La spada che infilza il futuro

Certo, la professione del samurai non è mai stata facile: seguire fedelmente la linea tracciata dal bushido, la «via del guerriero», richiedeva un rigore che sfociava spesso nella morte, causata dai nemici o da se stessi, quando il suicidio diventava l’unica alternativa alla perdita dell’onore. Ed anche il ronin («uomo alla deriva»), cioè il samurai disoccupato in seguito alla morte del suo daimyo (il signore di epoca feudale) o perché da quello licenziato, non se la passava bene. Ma pensiamo a un povero samurai imprigionato nel bozzolo di una vita da civile, mentre si dibatte e si macera per la frustrazione, a un samurai «in potenza» che gli usi e i costumi di una società a lui del tutto estranea condanna all’anonimato. Il suo è un destino ben più crudele perché, in quelle condizioni, la «via del guerriero» non è più un codice di comportamento, e diventa la grottesca caricatura di una posa inattuale.
Proprio così si sente, un samurai ipotetico, Kokubo Jiro, il protagonista del lungo racconto in cui Mishima Yukio porta alle estreme conseguenze, facendola indossare a un ragazzo, la propria filosofia.

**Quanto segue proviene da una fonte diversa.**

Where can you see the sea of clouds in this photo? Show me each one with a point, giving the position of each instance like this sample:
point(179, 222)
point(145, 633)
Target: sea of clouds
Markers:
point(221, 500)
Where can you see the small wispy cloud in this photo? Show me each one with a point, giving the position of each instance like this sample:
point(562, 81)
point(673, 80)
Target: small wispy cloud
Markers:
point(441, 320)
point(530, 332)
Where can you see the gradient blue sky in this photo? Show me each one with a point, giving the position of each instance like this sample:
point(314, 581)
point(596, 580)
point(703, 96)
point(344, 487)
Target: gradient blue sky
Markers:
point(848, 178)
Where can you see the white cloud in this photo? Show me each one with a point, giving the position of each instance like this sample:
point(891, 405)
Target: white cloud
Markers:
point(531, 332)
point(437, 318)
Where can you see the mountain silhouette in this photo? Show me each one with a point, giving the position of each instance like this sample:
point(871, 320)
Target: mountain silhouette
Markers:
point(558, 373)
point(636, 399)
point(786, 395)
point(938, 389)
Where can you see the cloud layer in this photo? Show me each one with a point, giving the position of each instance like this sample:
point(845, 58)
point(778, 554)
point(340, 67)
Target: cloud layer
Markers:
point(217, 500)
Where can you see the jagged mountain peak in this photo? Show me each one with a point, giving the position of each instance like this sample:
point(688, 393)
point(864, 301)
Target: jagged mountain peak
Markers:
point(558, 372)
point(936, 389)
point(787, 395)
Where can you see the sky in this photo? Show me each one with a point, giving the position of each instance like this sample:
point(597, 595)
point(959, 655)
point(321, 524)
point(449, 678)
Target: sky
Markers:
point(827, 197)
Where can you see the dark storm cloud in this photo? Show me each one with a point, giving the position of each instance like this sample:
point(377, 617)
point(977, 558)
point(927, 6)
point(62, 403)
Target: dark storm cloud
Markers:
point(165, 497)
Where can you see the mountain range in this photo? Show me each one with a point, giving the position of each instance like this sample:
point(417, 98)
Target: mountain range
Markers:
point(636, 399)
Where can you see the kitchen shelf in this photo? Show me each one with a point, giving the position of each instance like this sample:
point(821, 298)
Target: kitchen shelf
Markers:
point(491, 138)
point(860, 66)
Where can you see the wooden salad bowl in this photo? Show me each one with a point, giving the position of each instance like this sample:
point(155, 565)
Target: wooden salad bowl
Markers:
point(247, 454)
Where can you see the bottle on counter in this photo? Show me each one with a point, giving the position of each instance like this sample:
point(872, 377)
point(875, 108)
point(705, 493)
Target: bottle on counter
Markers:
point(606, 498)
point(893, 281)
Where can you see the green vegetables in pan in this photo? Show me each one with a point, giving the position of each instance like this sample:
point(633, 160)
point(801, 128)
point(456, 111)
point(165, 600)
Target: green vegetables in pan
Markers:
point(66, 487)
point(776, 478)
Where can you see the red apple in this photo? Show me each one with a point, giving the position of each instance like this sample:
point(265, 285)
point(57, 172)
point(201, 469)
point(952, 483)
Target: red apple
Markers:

La spada (ora riproposto da SE, pagg. 122, euro 19, traduzione di Ornella Civardi) che Jiro usa con maestria tale da diventare una sorta di istruttore in seconda dei suoi compagni, non uccide: è uno shinai, il bastone formato da quattro canne di bambù legate insieme che nel kendo imita l’affilata katana. «Tutta la sua vita - scrive Mishima a proposito di Jiro - si sarebbe concentrata nella spada, in quel cristallo acuminato, in quel condensato di forza pura che altro non è se non la forma spontanea che assumono la carne e lo spirito quando si affilano fino a congelarsi in un unico raggio di luce». Jiro ricorda che una volta, da ragazzino, s’era imposto di fissare il sole, restandone abbacinato. «Così era anche l’integrità morale: una virtù abbagliante da non potervi fissare a lungo lo sguardo. Chi l’aveva conosciuta, però, continuava a vederne i segni - piccole macchie di luce danzanti qua e là». E quando, in un cameo che vale come omaggio/imitazione di un episodio edificante della vita di un vero samurai, il ragazzo costringe alla fuga alcuni teppisti che hanno ucciso una colomba nella sua università, Mishima parla di «insidie che gli aveva teso la poesia».
Non c’è poesia, invece, bensì uno spiccato gusto per la fiction, nella trilogia del nippo-californiano Dale Furutani incentrata sulla figura del samurai Matsuyama Kaze. Dopo Agguato all’incrocio e Vendetta al palazzo di giada, da Marcos y Marcos esce ora A morte lo shogun (pagg. 268, euro 15, traduzione dall’inglese di Michele Foschini). Bello, forte e coraggioso, questa volta Kaze è alle prese con un problema non da poco, essendo ingiustamente incolpato di aver attentato alla vita dello shogun Tokugawa Ieyasu.

Riuscirà a far trionfare la verità?
I tre romanzi di Furutani sono ambientati tra la fine dell’estate e l’inizio dell’autunno del 1603 quando, vinta la battaglia di Sekigahara contro Mitsunari Ishida, Tokugawa Ieyasu instaura il periodo Edo, dall’antico nome di Tokyo. Soltanto l’epoca Meiji, dal 1868 al 1912, restituirà all’imperatore il proprio ruolo. Un ruolo che fino al proprio suicidio lo stesso Mishima, in qualità di aspirante samurai, rimpiangerà.